De manière générale, l’opérateur de plateforme doit mettre en place un certain nombre de mesures pour être en conformité avec le règlement RGPD à adapter en fonction de sa situation, telles que : 

  • la rédaction d’une politique de confidentialité destinée aux utilisateurs, définissant les modalités de collecte de leurs données, la finalité de cette collecte, et le partage éventuel de leurs données à des tiers, notamment à des fins commerciales ;
  • la mise en place d’un registre de traitement des données des utilisateurs, lequel doit contenir le type de données conservées, leur lieu de stockage, leur durée de conservation légale, le but de leur collecte, etc., afin d’assurer une transparence et une traçabilité des données collectées ;
  • la réalisation d’une étude d’impact sur la vie privée (ou Privacy impact assessment), obligatoire lorsque le traitement des données est susceptible d'engendrer un risque pour les droits et libertés des utilisateurs.
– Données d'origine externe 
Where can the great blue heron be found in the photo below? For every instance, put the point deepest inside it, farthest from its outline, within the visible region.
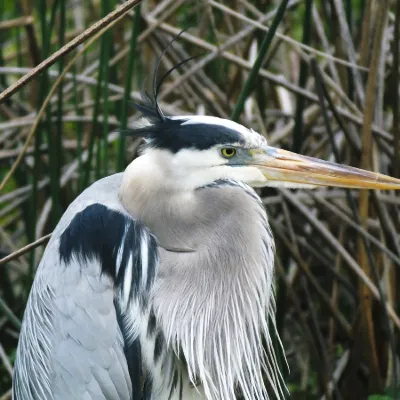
(157, 283)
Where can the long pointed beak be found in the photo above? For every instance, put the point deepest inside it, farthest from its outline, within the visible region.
(282, 166)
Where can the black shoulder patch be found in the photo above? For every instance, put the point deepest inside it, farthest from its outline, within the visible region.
(174, 135)
(115, 240)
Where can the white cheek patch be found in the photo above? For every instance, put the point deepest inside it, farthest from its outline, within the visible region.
(192, 158)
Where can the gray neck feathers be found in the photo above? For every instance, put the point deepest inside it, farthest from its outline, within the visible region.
(213, 304)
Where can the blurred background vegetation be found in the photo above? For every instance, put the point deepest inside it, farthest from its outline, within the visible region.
(328, 86)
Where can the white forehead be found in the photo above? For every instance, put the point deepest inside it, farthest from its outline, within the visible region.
(251, 137)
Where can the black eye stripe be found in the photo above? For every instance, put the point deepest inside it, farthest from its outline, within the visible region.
(228, 152)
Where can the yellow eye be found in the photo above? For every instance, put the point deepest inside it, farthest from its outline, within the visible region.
(228, 152)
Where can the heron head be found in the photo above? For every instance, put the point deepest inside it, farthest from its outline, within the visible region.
(194, 151)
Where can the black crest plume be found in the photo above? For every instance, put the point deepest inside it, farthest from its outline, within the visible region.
(152, 109)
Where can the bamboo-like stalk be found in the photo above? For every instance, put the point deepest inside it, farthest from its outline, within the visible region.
(367, 325)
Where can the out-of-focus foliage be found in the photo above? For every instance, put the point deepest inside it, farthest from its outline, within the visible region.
(339, 341)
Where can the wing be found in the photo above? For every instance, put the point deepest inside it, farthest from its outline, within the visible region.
(76, 340)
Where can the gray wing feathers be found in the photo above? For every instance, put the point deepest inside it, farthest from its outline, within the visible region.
(89, 346)
(71, 344)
L'objectif est de déterminer la nature des mesures techniques à mettre en œuvre sur la plateforme pour assurer la sécurité des données ;
  • la désignation d’un Délégué à la protection des données (DPO), chargé de s’assurer du respect de la réglementation RGPD ;
  • la mise en place, conformément à l'article 32 du RGPD, d’un référentiel de sécurité, qui consiste en un ensemble de documents répertoriant les mesures prises par la plateforme pour assurer la sécurité des données ;
  • la communication auprès des clients de toutes les modifications relatives à la politique de confidentialité ou aux conditions générales de vente.
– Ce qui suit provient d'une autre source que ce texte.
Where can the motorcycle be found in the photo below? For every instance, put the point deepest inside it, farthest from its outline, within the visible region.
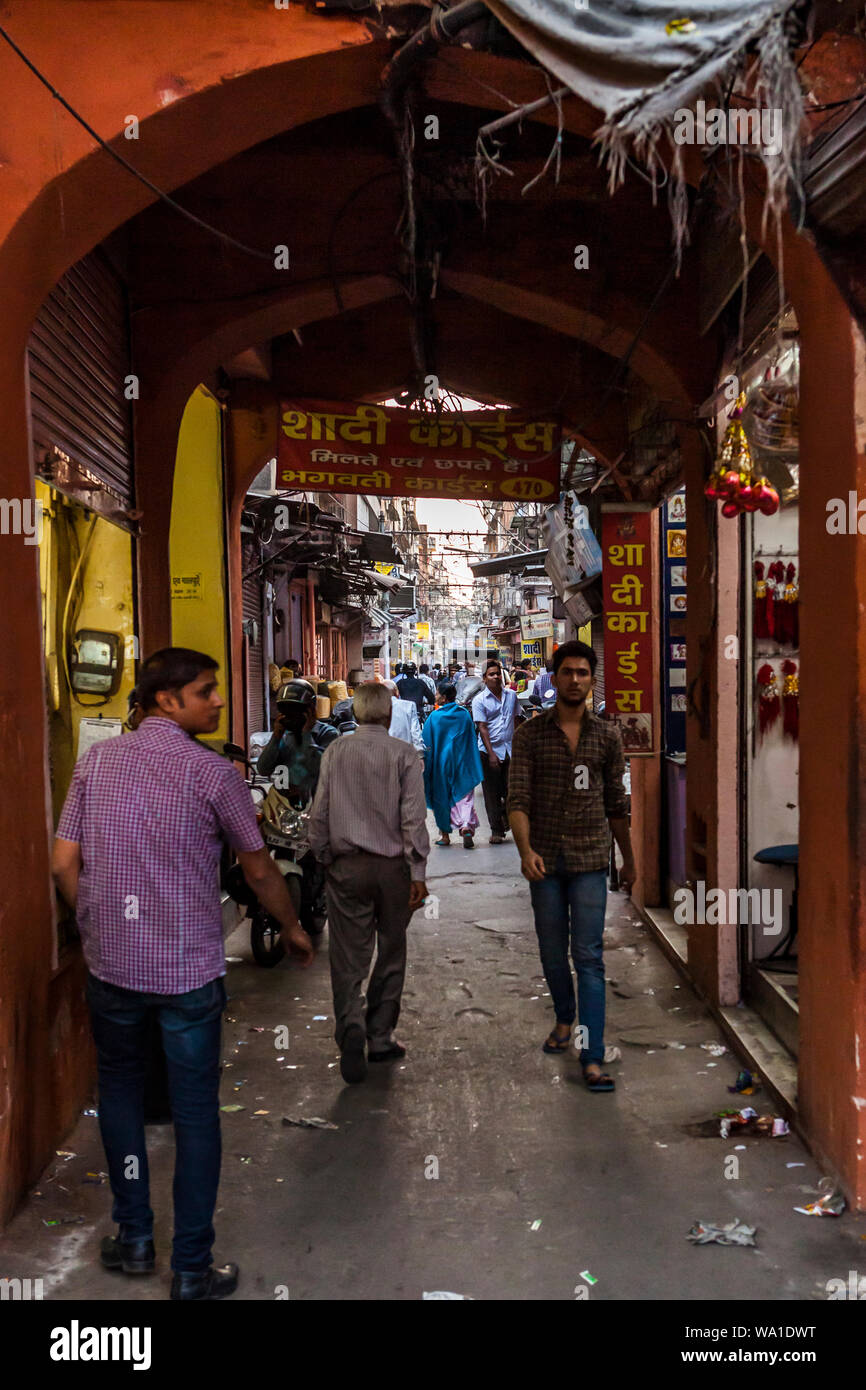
(284, 826)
Bon à savoir : depuis le 1er avril 2021, les sites utilisant des cookies et traceurs doivent être conformes aux dernières directives de la CNIL. A ce titre, Google et Amazon ont déjà été sanctionnés à des amendes respectives de 100 et 35 millions d’euros pour avoir déposé et utilisé des cookies sans le consentement préalable des utilisateurs et sans avoir fourni d’informations satisfaisantes sur cette utilisation.

Très attractives et dans l’air du temps, les marketplaces n’en soulèvent pas moins d’importantes questions juridiques, notamment en ce qui concerne la responsabilité de l’opérateur et le traitement des données personnelles des utilisateurs. Une complexité avec laquelle il n’est pas toujours facile de composer. Vous êtes décidé à procéder au lancement de votre propre marketplace ? N’hésitez pas à vous rapprocher d’un avocat spécialisé en droit commercial ou en droit du numérique, afin de sécuriser au maximum vos démarches et de rester en conformité avec la législation française et européenne.